Dairy foods can be great at helping you sleep. Not only is dairy an excellent source of tryptophan, but it also contains magnesium and B vitamins which help to promote the activity and availability of tryptophan. Nuts, like dairy, also contain all the nutrients known to promote increased melatonin production and support its release.
Fish is a great source of tryptophan and B vitamins. Fish with bones, such as sardines, will also provide magnesium. Including fish in your diet regularly may help to promote healthy melatonin production. Pulses, beans and lentils also contain high amounts of tryptophan and B vitamins. Adding some tofu or paneer to a vegetable stew or curry can also help to increase your likelihood of a great night’s sleep. You could also add in soya – another good source of tryptophan – to optimise your sleep potential.

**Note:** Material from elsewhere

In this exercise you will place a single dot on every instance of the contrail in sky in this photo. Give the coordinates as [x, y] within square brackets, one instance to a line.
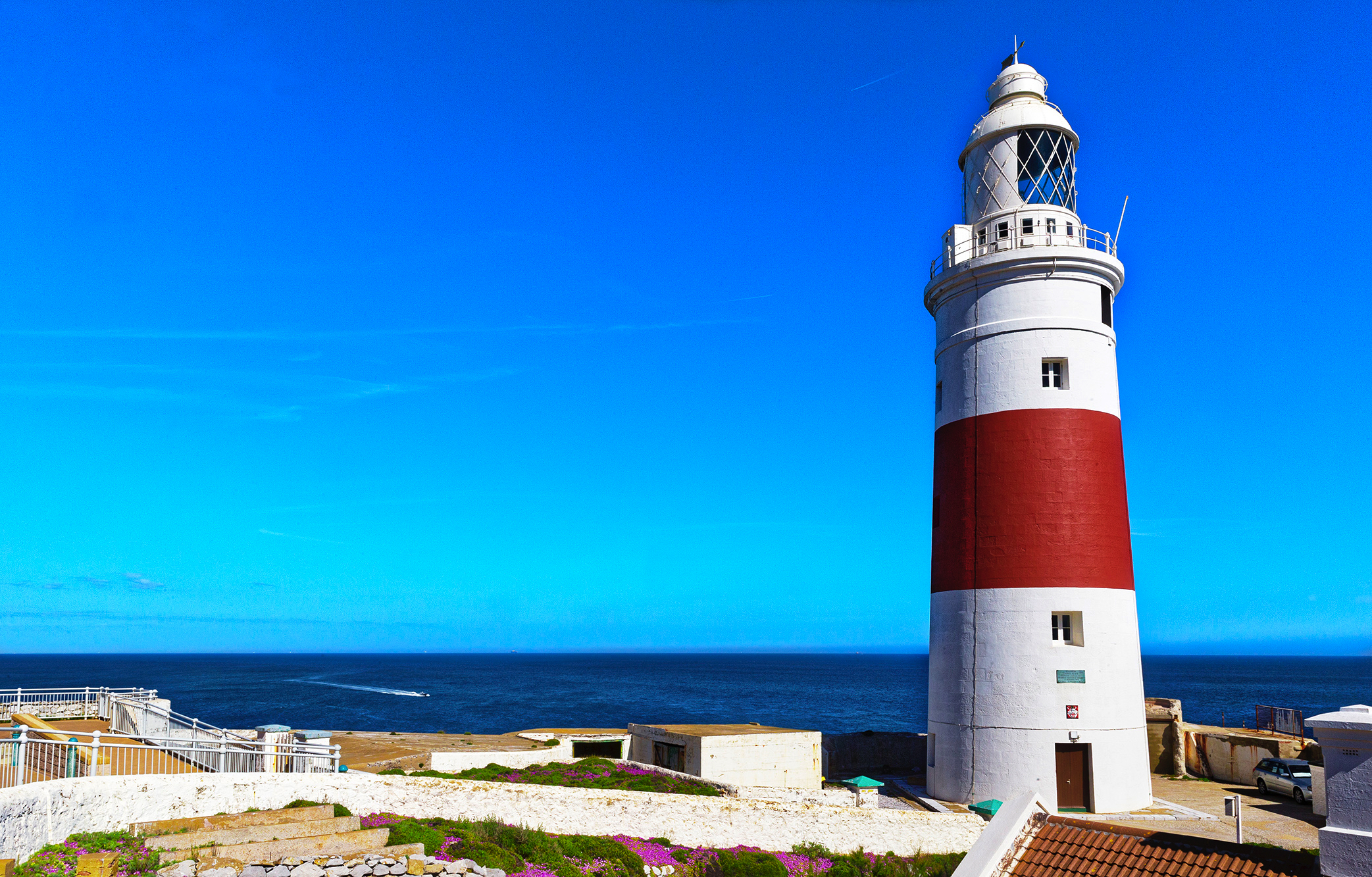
[875, 82]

If you’re still struggling to sleep, you may benefit from lean meat. It contains all the essential ingredients for a good night’s sleep.
For the ideal bed time snack, try a glass of semiskimmed or skimmed milk, a small banana or a few nuts – all of which can help improve sleep and your willpower the next day. It takes around an hour for the tryptophan in foods to reach the brain, so don’t wait until just before bedtime to have a snack. It’s advisable to have a balanced diet high in tryptophan to optimise your chances of a good night’s sleep.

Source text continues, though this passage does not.